As usual, local governments will be asked to bear part of the burden forced by the revenue decline in general fund tax receipts. The governor cut state support for sheriff’s offices throughout the state by nearly 5 percent and state appropriations to local jails will be reduced by some 7 percent.
Local sheriffs and jails will have to reduce their expenditures accordingly or go back to their governing bodies to make up the cuts. Financially strapped localities, for the most part, aren’t in any position to be able to make up the state cuts and most are loathe to seek additional revenues through increased fees or taxes.
Cuts to state-supported colleges and universities will leave those institutions in a position of having to increase tuition and fees to maintain the programs currently being offered. That gives them a source of revenue that’s not available to other agencies that must rely on general fund tax revenues.
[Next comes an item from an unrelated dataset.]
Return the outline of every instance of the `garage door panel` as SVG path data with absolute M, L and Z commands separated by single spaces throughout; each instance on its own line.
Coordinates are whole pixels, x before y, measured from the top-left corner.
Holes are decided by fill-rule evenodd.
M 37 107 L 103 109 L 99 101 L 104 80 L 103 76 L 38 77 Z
Kaine also resorted to asking state employees to contribute to their own state retirement plans beginning next spring. That would trim $104 million from the fiscal 2010 budget and would be the first time state workers contributed to their own retirement plans since 1983. The state would be obligated to restore those funds to the retirement plan over time.
In tightening the budget to make it balance with dwindling revenues, Kaine took a page from the private sector that has had to follow the same path to survive the economic doldrums that have persisted for more than a year. Layoffs have been an unfortunate section of that page, as have furloughs.
The layoffs, said Kaine, were the toughest part. Aides had recommended more than 2,800 layoffs across the executive branch, but that figure was more than the governor could stomach. The furloughs and other options helped lower the number of workers laid off.
Kaine did as well as he could in finding the cuts needed to keep the state budget in balance. Still, there’s little to cheer about as the state’s chief executive must continue the fight against ever-declining state revenues.